I pushed on to Wareham in Dorset, where I visited the Church of St. Martin-on-the-Walls, dating from the year 1030.  The small church was easy to find--literally being on the old wall around the city.  From the outside, the church has changed little in almost 1,000 years.  It is not the main church in the city, but after being reconsecrated in the 1930s, occasional services are conducted there.  About the time I arrived, a volunteer arrived and unlocked the church so I could enter.  I hesitate to complain, for she did let me inside.  But she is typical of a certain type of English woman of a certain age--thin, unadorned, straight shoulder-length hair, and nervously chatty.  I know she was trying to be informative, and I do appreciate that, but it was more the tone that annoyed me.  I suppose I have spent too much time in Georgia.  In the Caucasus, there is reverence inside churches, even those not in regular use.  Such are holy places and one does not enter them casually.  I have seen ruins of Georgian churches, both in that country and in Turkey, where visitors have lit small candles in the jagged, ruined walls, for even in that condition, the places are holy.  My English volunteer was rattling on about it as casually as one would an old barn or blacksmith shop.  I know that you cannot extrapolate from one experience and draw conclusions about an entire society (although that has never stopped me before), but I do believe her attitude is broadly typical of the English today.  They are proud of these historical structures, but they are just that, and only that--structures.  

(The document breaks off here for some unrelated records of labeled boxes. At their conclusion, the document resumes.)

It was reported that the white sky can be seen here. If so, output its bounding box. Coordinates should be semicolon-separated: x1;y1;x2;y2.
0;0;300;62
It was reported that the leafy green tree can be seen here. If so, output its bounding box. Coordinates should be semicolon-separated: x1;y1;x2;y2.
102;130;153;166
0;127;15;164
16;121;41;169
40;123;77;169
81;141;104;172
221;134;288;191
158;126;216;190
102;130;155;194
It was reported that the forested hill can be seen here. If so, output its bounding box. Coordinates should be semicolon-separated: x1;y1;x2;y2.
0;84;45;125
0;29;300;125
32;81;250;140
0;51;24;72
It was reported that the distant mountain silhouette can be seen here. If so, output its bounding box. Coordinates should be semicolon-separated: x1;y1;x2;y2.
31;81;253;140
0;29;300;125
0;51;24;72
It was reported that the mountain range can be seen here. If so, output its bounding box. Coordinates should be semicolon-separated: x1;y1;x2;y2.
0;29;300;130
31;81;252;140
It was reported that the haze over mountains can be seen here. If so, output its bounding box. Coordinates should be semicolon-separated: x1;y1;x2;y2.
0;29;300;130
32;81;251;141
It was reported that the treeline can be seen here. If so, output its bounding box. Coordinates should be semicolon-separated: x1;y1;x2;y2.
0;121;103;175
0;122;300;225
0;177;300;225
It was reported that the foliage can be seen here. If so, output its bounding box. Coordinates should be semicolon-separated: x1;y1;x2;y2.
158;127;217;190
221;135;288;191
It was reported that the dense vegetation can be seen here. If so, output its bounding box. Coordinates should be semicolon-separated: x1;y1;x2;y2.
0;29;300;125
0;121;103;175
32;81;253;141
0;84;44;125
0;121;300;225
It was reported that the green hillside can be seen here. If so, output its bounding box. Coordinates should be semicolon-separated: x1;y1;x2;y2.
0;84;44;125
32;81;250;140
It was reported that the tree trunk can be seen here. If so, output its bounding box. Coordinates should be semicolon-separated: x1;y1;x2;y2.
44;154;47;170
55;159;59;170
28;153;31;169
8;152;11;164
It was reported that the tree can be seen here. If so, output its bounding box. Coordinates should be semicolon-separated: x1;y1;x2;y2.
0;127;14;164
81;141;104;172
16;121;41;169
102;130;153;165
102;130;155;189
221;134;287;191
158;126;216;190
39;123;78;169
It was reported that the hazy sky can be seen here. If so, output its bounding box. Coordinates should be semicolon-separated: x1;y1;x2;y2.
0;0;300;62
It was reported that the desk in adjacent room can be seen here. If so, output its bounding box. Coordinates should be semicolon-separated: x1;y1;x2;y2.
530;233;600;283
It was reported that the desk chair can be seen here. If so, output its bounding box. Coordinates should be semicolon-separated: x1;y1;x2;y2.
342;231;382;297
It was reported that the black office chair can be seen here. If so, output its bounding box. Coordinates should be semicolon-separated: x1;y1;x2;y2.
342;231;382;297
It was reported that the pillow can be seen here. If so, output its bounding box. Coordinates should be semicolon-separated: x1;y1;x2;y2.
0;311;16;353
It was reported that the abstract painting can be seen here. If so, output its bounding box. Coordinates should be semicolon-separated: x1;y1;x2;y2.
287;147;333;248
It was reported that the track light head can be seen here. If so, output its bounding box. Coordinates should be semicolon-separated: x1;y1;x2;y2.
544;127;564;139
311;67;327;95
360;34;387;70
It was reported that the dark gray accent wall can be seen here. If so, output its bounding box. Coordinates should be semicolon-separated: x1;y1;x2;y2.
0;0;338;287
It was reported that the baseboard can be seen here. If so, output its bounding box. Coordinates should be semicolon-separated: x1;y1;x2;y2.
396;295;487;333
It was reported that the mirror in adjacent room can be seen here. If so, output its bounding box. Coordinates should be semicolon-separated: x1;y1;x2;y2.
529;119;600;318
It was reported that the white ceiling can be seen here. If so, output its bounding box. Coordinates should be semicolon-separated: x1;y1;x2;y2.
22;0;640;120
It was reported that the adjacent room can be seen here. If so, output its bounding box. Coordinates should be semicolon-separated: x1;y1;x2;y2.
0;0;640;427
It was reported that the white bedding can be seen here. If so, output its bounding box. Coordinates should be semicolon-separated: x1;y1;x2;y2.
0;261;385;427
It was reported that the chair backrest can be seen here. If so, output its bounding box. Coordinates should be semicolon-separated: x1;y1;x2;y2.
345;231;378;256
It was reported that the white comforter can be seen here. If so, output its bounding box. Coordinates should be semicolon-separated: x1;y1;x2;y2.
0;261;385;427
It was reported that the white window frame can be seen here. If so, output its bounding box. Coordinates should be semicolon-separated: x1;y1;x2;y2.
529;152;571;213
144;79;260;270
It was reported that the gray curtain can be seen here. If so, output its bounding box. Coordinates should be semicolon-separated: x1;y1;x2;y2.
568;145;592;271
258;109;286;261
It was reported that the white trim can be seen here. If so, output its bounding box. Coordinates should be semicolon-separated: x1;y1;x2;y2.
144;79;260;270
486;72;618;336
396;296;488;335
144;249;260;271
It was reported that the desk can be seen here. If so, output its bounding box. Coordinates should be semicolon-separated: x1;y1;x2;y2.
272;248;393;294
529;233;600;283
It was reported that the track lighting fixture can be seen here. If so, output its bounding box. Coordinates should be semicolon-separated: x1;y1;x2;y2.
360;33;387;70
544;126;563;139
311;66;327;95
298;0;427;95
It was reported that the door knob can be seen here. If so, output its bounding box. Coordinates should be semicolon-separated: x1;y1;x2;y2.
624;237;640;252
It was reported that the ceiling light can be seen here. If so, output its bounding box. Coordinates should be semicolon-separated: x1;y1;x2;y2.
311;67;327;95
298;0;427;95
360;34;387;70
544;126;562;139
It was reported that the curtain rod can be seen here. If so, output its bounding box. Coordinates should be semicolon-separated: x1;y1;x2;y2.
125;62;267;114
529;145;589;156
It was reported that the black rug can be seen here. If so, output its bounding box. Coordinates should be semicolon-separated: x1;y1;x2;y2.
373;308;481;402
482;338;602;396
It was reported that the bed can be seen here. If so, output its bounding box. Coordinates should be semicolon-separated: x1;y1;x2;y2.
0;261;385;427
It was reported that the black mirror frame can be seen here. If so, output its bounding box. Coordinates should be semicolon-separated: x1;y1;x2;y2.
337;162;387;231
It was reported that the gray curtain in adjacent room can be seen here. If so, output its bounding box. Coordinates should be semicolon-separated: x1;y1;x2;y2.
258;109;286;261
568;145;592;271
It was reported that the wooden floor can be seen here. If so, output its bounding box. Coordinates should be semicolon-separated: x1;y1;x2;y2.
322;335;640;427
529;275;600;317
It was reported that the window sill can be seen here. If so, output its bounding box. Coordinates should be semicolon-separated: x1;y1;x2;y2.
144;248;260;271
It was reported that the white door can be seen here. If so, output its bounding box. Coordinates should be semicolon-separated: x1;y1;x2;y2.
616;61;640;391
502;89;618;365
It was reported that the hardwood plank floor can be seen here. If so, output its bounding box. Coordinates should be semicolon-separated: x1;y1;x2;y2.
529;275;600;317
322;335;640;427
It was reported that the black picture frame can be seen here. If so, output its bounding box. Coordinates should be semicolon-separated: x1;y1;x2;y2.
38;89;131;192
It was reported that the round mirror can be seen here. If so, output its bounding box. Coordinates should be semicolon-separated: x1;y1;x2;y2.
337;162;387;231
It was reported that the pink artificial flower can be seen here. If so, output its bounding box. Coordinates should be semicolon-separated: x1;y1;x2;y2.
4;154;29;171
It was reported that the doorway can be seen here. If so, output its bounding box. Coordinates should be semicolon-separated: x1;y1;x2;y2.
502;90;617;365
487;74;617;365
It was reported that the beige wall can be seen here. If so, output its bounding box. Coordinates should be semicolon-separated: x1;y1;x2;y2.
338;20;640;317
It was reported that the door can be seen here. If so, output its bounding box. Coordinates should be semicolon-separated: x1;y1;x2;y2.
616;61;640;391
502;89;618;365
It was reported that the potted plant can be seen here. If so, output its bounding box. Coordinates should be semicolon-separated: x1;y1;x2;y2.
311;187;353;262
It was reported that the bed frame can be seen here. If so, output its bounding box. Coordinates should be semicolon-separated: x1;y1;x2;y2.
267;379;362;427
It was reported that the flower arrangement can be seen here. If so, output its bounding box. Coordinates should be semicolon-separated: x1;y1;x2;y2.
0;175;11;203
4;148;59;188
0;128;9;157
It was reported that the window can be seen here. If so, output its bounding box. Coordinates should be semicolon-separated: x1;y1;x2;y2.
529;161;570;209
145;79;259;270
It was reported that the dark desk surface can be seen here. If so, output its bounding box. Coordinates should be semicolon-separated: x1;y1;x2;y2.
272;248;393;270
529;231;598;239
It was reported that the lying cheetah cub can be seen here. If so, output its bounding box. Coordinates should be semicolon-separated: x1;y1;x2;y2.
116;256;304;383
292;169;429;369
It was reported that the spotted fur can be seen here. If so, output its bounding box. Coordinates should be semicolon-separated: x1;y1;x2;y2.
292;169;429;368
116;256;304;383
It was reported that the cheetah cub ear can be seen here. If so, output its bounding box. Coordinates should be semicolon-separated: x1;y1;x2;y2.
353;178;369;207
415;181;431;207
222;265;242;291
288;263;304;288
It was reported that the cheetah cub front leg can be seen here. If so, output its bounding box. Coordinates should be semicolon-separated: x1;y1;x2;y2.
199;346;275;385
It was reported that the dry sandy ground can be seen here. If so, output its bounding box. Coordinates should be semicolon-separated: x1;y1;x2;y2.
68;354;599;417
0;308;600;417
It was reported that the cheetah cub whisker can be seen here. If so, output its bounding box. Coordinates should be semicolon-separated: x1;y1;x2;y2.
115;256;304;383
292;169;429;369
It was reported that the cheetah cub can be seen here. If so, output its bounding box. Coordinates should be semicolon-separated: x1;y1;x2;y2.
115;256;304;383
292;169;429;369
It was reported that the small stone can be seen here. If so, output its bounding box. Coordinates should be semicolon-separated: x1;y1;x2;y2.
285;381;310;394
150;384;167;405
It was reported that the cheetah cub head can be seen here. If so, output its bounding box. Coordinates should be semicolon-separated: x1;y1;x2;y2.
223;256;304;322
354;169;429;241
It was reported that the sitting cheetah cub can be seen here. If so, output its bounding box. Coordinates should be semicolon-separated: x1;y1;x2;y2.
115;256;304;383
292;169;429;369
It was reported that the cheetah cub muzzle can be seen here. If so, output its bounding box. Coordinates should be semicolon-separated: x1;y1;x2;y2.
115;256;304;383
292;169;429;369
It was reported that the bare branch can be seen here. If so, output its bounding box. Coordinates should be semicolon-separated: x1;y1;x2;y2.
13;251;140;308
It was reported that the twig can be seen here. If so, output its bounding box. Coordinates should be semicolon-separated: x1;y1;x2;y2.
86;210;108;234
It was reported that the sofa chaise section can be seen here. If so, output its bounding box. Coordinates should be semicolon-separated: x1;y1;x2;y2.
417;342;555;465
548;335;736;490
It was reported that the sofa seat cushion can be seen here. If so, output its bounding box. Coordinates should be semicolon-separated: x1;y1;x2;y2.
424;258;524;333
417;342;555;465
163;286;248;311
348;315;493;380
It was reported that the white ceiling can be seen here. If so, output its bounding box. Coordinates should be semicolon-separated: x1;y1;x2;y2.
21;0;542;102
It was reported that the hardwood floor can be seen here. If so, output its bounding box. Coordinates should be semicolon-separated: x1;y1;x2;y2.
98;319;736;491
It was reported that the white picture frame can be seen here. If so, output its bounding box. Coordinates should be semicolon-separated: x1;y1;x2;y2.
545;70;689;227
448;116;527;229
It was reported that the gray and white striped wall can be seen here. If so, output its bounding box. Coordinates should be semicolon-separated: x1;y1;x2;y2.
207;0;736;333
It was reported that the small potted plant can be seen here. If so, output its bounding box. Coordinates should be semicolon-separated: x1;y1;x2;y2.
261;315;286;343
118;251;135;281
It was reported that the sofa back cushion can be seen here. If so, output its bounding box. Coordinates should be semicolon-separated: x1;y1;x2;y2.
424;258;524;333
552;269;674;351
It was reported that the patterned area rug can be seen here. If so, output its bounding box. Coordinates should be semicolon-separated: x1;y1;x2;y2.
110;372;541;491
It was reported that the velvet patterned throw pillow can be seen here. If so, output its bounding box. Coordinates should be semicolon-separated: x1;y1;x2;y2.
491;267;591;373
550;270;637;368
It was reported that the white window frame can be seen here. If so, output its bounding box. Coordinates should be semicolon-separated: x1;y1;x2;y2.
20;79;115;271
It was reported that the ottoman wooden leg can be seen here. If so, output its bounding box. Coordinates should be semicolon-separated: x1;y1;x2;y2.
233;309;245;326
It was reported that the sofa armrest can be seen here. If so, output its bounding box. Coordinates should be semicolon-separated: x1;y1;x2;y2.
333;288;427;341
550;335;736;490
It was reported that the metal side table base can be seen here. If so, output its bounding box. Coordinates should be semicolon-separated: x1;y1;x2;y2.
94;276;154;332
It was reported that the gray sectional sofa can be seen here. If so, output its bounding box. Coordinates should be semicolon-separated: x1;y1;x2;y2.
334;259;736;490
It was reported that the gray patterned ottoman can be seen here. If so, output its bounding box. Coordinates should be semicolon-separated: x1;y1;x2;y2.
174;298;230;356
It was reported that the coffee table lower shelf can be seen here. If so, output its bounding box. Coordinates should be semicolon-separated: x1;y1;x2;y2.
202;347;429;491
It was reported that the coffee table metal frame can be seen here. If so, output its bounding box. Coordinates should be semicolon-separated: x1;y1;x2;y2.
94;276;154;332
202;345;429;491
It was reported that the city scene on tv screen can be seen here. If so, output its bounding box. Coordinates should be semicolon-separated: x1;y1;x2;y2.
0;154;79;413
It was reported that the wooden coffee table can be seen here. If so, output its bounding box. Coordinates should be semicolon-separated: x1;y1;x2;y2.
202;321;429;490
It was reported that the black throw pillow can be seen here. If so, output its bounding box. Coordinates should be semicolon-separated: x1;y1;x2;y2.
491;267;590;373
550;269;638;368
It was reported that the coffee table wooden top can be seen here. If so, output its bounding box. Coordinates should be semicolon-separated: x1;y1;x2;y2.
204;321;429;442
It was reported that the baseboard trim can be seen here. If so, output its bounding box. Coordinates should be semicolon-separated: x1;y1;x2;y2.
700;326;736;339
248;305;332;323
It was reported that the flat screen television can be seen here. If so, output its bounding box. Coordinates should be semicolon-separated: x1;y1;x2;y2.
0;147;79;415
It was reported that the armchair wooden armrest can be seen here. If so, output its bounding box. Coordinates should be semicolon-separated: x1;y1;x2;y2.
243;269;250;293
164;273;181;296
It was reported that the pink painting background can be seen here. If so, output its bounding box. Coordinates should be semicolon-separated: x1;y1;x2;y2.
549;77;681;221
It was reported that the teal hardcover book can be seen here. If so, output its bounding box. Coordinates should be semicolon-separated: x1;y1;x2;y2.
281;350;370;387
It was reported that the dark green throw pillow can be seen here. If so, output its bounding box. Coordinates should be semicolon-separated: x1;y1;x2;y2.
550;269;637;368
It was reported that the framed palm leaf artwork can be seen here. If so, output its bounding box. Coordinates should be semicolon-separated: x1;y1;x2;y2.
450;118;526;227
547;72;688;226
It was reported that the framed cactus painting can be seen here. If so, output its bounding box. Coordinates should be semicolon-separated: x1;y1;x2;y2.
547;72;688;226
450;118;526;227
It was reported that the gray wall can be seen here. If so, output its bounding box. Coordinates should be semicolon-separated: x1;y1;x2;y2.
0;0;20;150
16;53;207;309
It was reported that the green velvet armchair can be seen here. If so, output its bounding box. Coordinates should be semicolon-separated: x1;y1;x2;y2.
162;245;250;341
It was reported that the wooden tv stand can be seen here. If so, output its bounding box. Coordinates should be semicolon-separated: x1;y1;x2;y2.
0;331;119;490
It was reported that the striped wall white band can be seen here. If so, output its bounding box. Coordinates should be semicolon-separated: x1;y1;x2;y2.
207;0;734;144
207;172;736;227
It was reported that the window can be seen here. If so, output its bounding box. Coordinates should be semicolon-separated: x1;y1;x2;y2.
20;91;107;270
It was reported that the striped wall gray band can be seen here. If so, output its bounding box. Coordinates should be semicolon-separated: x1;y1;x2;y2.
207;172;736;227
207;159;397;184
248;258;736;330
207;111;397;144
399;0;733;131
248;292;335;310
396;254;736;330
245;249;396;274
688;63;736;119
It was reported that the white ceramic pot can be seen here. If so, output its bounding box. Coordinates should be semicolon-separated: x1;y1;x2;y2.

Church of St. Martin on-the-Wall, Wareham


Like most English churches after the Reformation, the inside is whitewashed and sterile.  Preservationists had, however, exposed what lay underneath on the north side of the apse.  A faded mosaic depicted scenes from the life of St. Martin.  Where the whitewash to be removed throughout, who knows what might be revealed.  I recognize it for what it was--iconography (though crudely done in comparison to Georgian, much less other Orthodox cultures).  The English seem more comfortable with the term "wall paintings."
"Wall Paintings," Church of St. Martin

The volunteer pointed out another mural, painted in the 1600s, I believe, depicting the coats of arms of a number of English monarchs.  Above them was the word, Yahweh, which to press the point that the churches authority was rooted in the God of the Old Testament, and not, as the volunteer explained with a wrinkle in her nose, of that awful Roman Catholicism.  This later painting interested me not much at all.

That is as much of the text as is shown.